Talk
As machine learning models become more accurate and complex, explainability remains essential. Explainability helps not just with trust and transparency but also with generating actionable insights and guiding decision-making. One way of interpreting the model outputs is using SHapley Additive exPlanations (SHAP). In this talk, I will go through the concept of Shapley values and its mathematical intuition and then walk through a few real-world examples for different ML models. Attendees will gain a practical understanding of SHAP's strengths and limitations and how to use it to explain model predictions in their projects effectively.
Basic understanding of - Tree based models - Neural Networks
This talk is for Data Scientists and Machine Learning Engineers at any level. Basic knowledge of machine learning is useful but not necessary.
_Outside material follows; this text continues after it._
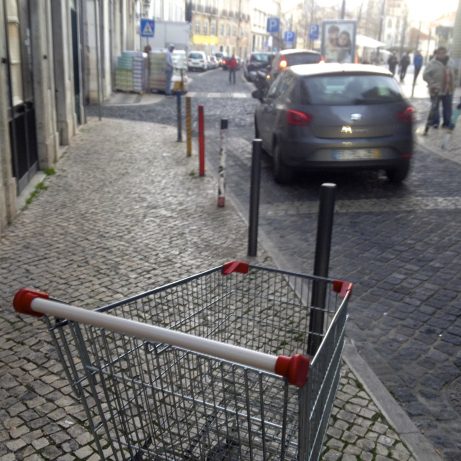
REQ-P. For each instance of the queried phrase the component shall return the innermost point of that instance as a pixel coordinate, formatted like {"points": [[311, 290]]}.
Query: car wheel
{"points": [[283, 174], [397, 175]]}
Attendees will learn why explainable machine learning is important and how to use and interpret SHAP values for their model.
ML models behave as black boxes in most scenarios. The model predicts or provides a certain output, but it is very difficult to generate any actionable insights directly. This is mostly because we generally have no idea which features are contributing the most to the model's behavior internally. SHAP provides a way to explain model predictions and can be an important tool in a data scientist's toolbox.
In this talk, we will begin by explaining to the audience the need for explainability and why it is essential to understand beyond what the model outputs. We will then briefly review the mathematical intuition behind Shapley values and their origins in game theory. After that, we will walk through a couple of case studies of tree-based and neural network-based models. We will be focusing on the interpretation of SHAP through various plots. Finally, we will discuss the best practices for interpreting SHAP visualizations, handling large datasets, and common pitfalls to avoid.
Staff Data Scientist
Avik Basu is a Staff Data Scientist passionate about building intelligent, scalable systems that blend research with practical impact. With extensive experience in time series modeling, anomaly detection, and explainable AI, he focuses on making machine learning robust, interpretable, and production-ready. Avik is a frequent speaker at conferences like PyCascades, PyData and KubeCon, where he shares insights on topics such as reproducible ML workflows, ML-driven observability, etc. He is also an active contributor to the open-source ecosystem, serving as a maintainer of the real-time data processing framework Numaflow and a reviewer for scientific Python projects. Outside of work, he explores the intersection of machine learning, personal finance, and open-source tools, aiming to build software that is accessible, self-hostable, and privacy-focused. He is driven by a strong belief in community, transparency, and empowering others through education and mentorship.